Coordinate Systems
PyEtSimul uses four coordinate systems to describe the spatial relationships between components and to project 3D features onto the camera image plane. All coordinate frames are right-handed by default. All spatial measurements use millimeters (mm).
Overview
The transformation pipeline from physical 3D space to the final 2D image follows a chain of coordinate systems:
Coordinate System |
Origin |
Optical / Primary Axis |
|---|---|---|
World |
User-defined |
User-defined |
Eye (local) |
Eye rotation center |
\(-Z\) (toward cornea) |
Camera (local) |
Camera optical center (pinhole) |
\(-Z\) (viewing direction) |
Image (2D) |
Image center |
\(+X\) right, \(+Y\) down |
World Coordinate System
The world coordinate system is the fixed global reference frame. All component positions—eyes, cameras, light sources—and their orientations are specified relative to this frame.
Note
The world frame itself has no fixed physical meaning; you define what \(X\), \(Y\), and \(Z\) represent for your setup. For example, you might choose \(X\) = horizontal, \(Y\) = depth toward the screen, \(Z\) = vertical.
Each component (Eye, Camera, Light) stores its pose as a
\(4 \times 4\) homogeneous transformation matrix that maps from its local
coordinate system to world coordinates:
where \(R\) is a \(3 \times 3\) rotation matrix and \(\mathbf{t}\) is the translation vector (the component’s position in world coordinates).
Eye Coordinate System
Each eye has a local coordinate system with the following conventions:
Origin |
Center of rotation of the eyeball |
|---|---|
\(+X\) |
Right (temporal direction) |
\(+Y\) |
Up (superior direction) |
\(-Z\) |
Optical axis — points anteriorly, toward the cornea |
The rest orientation corresponds to the primary gaze position with zero torsion.

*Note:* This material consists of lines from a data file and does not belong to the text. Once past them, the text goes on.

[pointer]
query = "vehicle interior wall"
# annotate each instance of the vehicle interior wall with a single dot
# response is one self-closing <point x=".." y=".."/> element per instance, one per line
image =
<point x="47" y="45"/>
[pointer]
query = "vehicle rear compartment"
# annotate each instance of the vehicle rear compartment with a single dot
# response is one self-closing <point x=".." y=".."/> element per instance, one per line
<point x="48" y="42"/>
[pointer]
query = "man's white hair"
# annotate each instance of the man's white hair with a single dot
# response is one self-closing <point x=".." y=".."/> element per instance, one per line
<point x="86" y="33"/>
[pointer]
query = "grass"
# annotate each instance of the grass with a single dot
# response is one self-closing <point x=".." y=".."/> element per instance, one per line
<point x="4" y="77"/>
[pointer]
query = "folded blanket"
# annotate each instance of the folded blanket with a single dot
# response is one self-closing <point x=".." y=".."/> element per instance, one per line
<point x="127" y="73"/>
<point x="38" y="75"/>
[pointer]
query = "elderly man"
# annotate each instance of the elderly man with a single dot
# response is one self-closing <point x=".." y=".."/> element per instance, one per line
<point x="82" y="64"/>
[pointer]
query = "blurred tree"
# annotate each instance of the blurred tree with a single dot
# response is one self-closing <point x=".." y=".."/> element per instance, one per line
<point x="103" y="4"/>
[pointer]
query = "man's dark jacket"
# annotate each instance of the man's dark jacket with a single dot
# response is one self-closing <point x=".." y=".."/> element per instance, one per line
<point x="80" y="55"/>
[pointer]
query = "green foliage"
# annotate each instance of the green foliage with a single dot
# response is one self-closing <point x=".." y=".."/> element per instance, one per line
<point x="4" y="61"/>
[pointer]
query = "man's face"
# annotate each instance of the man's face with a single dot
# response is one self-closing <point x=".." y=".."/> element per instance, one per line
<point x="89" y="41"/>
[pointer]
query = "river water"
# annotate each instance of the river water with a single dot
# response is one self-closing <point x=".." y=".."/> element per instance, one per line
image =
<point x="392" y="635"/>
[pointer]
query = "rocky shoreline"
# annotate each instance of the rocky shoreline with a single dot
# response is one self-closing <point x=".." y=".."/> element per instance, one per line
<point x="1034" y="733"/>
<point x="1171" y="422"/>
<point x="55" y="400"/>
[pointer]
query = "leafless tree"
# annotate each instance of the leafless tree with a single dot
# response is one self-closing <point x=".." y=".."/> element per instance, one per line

It is set via a \(3 \times 3\) RotationMatrix that maps the local eye axes
to world axes:
from pyetsimul.types import RotationMatrix
# Optical axis (-Z local) will point along -Y in world coordinates
rest_orientation = RotationMatrix([[1, 0, 0],
[0, 0, 1],
[0, -1, 0]])
eye.set_rest_orientation(rest_orientation)
Optical Axis vs. Visual Axis
Optical axis |
The geometric symmetry axis of the cornea, always along \(-Z\) in eye-local coordinates. |
|---|---|
Visual axis |
The line connecting the fovea to the fixation point. When foveal displacement is enabled, the visual axis is offset from the optical axis by horizontal (\(\alpha_{\text{fovea}}\)) and vertical (\(\beta_{\text{fovea}}\)) angles. When foveal displacement is disabled, the two axes coincide. |
The eye.look_at(target) method aligns the visual axis to the target (or the
optical axis, if foveal displacement is disabled). Eye rotations follow Listing’s law,
which constrains the torsional component so that the rotation axis is perpendicular to
both the initial and final gaze directions.
Camera Coordinate System
Each camera has a local coordinate system with the following conventions:
Origin |
Optical center of the camera (the pinhole) |
|---|---|
\(+X\) |
Right in the camera’s view |
\(+Y\) |
Up in the camera’s view |
\(-Z\) |
Viewing direction — points toward the scene |
Tip
Both the eye and the camera share the same local-axis convention: the optical axis points along \(-Z\). This symmetry simplifies transformations between the two.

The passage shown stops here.